So let's sum this up:

  • We have Republicans who have spent over $1 trillion on wars this decade wanting to cut the deficit, but refuse to fund the health care of those who risked their life in the events that were the so-called reason d'etre for those wars. They also refuse to cut military spending. 
  • Republicans also want to increase the deficit by giving tax cuts to the wealthiest Americans, but refuse to allow more adequate child nutrition--that would lower health care costs and improve cognitive functioning of our poorest children, not to mention their basic quality of life--without robbing Peter to pay Paul.
  • Republicans want the wealthiest in the United States to get tax cuts, and are holding middle class tax cuts hostage to do so, while the unemployed, who by definition cannot become employed, are stripped of their poverty-level average UI benefit of $290/week ($15,000/year). Tax cuts for the rich are heralded by the GOP as a economy booster and job creator, even though unemployment benefits and the aforementioned food stamp program provide more economic stimulus than tax cuts of any sort. Businesses do not hire out of the goodness of their heart or because people need jobs. They hire when there is a need for more labor. Giving them a tax break doesn't increase their need for more labor. Unemployment and food dollars being spent does. Those programs are not only right (or just), but they are effective.
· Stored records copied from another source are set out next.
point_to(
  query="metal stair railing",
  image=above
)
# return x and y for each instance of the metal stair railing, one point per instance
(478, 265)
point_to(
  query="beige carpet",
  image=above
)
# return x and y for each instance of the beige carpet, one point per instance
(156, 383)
What on earth is the logic here? The only one I can find is chilling: demanding to maintain military might by misunderstanding the source of terrorism and adherence to economic ideology despite the facts is worth more than helping those in need. Both GOP positions are self-serving. Especially at this holiday time of the year, this ought to be a stinging indictment of GOP policies and positions, if people would only see the forest, rather than the individual trees.

*The Cato Institute has criticized this number, saying that there are jobs available that aren't advertised, and therefore that that number is misleading. Even still, I highly doubt there are enough unadvertised jobs to even get close to filling the gap. further, these jobs are obtaining through personal networks, or what sociologists call social capital, something largely part of the privilege of one's upbringing, as opposed to human capital, such as one's education. This begs the questions, are these jobs really "available" to the millions of job seekers, or just those who are already well-connected?